Tuesday, December 21, 2010

New paintings

First, where the hell is everybody?!?! Come on People! We need posts here, besides Geoff and I, and Brandt.

So, I'm teaching Painting I this spring, so I scraped the palette, dug the solvent out of storage, and bought a few new brushes so I can start the process of endless frustration that is painting.

I'm using the same palette as my students: cad red, cad yellow, ultramarine blue, and raw umber. And titanium white. I like controlling shadow temperatures by shifting from umber to blue.

And speaking of, I painted this one first, a standard photo from the top of the Zugspitze. I entirely used umber, blue and white, and I think I still got a good range of color. I started with an underpainting wash, but used both colors, so I could control temperature from the get go. I also altered the snow so that the lightest value would be that spot just before the deep shadow, to create a focal point.

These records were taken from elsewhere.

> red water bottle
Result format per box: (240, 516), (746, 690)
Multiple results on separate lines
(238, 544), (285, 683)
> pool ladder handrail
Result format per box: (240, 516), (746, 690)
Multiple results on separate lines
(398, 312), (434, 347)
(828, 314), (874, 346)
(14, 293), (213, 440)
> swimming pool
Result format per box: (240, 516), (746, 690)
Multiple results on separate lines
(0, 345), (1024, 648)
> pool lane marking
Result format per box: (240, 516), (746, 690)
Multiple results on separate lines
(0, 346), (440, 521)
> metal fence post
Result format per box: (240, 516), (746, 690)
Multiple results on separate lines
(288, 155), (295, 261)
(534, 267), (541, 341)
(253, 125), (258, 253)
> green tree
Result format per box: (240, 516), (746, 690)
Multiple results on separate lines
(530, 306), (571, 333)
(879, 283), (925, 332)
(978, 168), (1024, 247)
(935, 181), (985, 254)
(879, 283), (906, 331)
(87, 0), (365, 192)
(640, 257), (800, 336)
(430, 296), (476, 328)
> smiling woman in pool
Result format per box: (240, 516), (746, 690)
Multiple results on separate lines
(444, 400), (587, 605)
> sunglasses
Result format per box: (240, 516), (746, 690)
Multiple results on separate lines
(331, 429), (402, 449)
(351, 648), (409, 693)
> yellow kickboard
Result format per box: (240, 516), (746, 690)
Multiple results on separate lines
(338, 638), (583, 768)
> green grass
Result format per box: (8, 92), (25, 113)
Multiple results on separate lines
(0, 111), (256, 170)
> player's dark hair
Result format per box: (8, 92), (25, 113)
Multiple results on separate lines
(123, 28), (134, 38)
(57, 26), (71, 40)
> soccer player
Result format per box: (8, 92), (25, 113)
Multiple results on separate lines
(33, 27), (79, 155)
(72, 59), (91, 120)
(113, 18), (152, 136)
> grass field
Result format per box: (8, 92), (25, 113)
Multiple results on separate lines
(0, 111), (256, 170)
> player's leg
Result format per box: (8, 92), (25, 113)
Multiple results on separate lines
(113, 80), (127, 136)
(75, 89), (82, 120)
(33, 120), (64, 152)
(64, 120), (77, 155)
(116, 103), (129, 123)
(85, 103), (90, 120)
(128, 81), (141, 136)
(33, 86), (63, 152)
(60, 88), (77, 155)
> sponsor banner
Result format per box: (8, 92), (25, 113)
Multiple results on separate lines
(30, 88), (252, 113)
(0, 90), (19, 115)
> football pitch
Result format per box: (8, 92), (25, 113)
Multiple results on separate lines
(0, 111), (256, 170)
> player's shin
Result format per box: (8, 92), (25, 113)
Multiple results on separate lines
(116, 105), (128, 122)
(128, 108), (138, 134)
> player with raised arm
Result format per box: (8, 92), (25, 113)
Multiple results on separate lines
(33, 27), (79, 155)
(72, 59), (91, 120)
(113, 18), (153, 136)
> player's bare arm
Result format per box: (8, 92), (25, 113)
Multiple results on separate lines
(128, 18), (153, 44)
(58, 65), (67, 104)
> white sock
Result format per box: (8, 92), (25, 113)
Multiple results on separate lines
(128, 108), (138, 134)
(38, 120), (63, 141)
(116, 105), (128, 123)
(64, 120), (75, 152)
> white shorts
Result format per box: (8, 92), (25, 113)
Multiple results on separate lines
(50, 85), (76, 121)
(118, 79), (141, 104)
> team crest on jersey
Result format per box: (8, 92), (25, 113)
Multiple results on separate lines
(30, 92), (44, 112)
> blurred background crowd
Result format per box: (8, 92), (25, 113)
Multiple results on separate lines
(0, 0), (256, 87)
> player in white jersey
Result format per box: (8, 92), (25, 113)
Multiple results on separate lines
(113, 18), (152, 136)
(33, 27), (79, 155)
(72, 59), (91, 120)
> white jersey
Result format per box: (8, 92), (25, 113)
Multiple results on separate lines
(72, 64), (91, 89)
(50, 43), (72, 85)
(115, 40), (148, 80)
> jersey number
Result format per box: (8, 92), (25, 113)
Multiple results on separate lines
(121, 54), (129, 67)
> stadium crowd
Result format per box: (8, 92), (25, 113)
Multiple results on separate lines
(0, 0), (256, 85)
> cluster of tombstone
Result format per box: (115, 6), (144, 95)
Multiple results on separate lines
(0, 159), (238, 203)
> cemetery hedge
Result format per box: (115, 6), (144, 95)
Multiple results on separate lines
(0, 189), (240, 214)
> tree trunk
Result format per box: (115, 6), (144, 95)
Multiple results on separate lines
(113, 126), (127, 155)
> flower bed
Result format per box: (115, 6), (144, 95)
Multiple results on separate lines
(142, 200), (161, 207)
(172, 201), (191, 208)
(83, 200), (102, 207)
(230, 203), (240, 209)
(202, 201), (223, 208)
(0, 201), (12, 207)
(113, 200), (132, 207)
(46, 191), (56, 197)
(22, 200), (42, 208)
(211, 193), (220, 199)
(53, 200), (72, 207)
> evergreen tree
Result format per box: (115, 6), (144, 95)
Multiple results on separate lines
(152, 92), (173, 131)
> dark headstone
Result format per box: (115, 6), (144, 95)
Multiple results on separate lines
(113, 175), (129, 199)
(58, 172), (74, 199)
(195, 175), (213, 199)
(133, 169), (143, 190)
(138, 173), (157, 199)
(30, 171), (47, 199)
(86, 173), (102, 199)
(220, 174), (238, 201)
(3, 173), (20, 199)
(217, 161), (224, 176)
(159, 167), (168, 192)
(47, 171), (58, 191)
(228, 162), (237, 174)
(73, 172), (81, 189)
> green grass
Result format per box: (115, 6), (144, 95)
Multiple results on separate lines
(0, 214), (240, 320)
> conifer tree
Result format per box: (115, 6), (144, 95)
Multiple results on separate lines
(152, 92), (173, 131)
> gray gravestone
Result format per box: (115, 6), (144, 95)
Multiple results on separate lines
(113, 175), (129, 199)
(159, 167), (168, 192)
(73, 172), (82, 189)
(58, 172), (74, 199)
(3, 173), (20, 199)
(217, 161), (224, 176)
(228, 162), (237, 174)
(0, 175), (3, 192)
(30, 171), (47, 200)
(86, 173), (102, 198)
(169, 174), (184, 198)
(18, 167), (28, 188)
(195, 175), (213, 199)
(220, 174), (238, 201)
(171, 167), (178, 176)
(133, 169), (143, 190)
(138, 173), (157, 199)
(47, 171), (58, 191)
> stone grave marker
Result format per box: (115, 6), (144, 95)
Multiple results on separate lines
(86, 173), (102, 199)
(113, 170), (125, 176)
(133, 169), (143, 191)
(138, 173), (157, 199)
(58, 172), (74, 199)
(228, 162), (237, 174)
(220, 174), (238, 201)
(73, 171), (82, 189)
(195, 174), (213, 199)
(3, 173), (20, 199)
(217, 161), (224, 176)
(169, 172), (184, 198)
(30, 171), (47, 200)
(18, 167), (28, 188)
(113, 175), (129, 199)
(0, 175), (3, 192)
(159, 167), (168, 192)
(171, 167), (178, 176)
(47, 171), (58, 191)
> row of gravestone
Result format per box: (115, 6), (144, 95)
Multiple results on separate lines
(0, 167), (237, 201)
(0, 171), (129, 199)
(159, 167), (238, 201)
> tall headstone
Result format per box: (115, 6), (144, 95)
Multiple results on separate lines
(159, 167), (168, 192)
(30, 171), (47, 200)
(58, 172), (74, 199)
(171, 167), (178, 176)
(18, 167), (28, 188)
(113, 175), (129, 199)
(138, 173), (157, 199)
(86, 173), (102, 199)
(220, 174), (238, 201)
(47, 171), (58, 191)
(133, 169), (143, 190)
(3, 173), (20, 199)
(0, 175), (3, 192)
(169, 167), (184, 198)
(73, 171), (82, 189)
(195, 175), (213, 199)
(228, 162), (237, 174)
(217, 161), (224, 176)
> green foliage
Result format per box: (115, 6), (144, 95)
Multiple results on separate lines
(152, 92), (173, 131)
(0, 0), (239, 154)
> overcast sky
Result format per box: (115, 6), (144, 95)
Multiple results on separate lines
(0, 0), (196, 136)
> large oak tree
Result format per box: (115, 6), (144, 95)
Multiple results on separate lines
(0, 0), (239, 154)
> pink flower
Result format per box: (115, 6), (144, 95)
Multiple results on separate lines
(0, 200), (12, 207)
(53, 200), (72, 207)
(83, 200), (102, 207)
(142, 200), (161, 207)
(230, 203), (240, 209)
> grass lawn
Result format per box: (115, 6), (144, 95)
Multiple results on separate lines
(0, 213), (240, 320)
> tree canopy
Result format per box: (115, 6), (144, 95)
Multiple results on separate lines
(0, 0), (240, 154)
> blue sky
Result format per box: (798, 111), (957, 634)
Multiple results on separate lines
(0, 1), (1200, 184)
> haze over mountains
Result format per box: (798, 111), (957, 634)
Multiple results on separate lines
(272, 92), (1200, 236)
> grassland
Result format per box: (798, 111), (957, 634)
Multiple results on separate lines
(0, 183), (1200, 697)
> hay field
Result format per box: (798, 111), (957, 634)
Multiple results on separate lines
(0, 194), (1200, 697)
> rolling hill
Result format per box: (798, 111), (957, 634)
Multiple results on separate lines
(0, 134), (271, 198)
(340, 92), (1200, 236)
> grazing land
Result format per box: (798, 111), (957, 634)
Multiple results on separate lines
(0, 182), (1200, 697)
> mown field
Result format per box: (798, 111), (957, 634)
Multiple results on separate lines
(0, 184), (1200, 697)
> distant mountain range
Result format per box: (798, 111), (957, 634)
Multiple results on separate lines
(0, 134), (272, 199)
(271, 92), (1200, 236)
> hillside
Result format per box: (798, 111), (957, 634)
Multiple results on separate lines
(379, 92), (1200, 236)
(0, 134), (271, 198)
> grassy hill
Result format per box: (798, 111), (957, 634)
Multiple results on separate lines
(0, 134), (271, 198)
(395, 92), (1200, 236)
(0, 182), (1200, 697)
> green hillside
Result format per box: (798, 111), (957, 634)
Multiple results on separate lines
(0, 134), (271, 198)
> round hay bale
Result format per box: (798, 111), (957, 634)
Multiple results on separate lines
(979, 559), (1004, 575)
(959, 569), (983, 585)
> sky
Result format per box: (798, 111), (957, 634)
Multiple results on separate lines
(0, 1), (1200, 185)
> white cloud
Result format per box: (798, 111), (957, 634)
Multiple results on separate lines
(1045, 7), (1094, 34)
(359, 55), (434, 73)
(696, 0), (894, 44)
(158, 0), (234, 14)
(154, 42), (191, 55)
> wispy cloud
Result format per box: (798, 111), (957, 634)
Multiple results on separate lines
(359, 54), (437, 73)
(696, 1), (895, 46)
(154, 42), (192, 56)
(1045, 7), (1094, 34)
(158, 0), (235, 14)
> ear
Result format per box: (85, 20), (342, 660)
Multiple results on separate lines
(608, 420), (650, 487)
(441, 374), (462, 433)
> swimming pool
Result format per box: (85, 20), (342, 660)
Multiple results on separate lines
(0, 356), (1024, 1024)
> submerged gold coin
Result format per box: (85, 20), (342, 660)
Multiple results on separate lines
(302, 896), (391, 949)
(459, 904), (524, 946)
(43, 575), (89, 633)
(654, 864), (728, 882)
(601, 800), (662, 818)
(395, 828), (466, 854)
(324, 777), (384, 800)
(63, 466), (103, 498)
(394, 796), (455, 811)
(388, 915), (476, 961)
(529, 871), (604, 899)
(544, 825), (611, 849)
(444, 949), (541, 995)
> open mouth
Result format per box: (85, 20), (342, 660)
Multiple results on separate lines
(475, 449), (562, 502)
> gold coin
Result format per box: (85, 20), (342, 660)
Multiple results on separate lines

This next one had a shorter duration but was much harder. I wanted a sort of alla prima approach, so I had no underpainting, just a blue field. I have a much easier time with an identifiable form, and in dealing with just shapes of value and temperature, I get lost. The chroma is a little stronger than in the photo, I had a hard time getting it.


I plan on pumping out a few more over the break; maybe I'll post them.

3 comments:

Geoff Shupe - Concept Artist said...

These are really nice! I think they are both very successful images. How big are they?
You've really utilized 'contrast as focus' in the first one. And everything looks accurate in both.

Now, I would say that you should really spring for the coup de grace. Right now things feel safe and about 80-95% complete. Those next moves will make it or break it, but you'll learn a good lesson either way.

I suggest that the final step is 'detail as focus.'
The first one is the most realized, but it just needs that little 'oompf.' Probably some further detail to the rock around the focal point, so that it really catches your attention. Not necessarily along the entire perspective plane of where the focal point is, but just the focal point.
The second image is a little more tricky. It could maybe use a little more of a gradiated contrast in the trees right in front of the sun burst. Like, darker at the tops and bottoms of those trees, but lighter where the light is flaring around the middle.
Also an interest in detail might be best served in the snow ground-plane, to emphasis perspective if you can use level-of-detail to help create a more receding space from the POV. Right now it's just shapes that are creating the perspective. Also, I'd finish up the sky/upper branches area, just so that it doesn't read as unfinished strokes of purple.

Great work! Just need to drive it home.

Vincent Cobb said...

on the mountain painting seperate the foreground from the background with a glaze, alizarin perhaps

darci bertelsen said...

i completely agree with geoff and vince about the first one. i think more detail in the closest rocks would be awesome. and we all know you can do rocks in great amounts of detail. one thing i feel i'm constantly trying to learn/remind myself is that i'm more interested if everything’s not in the same amount of focus.

on the second one i disagree with geoff, i like the lose purple marks. it's nothing i've ever seen you do. i think they look direct, confident, and painterly. i wouldn't touch the top. i don't think you need to do anything to the second one. have you ever looked at glenn deans work? he's a plein air painter, i really like his work and i've learned a lot from looking at it. i think at the very most you could sharpen the horizon line, or the bottomish of the trees, but i don't think it's necessary.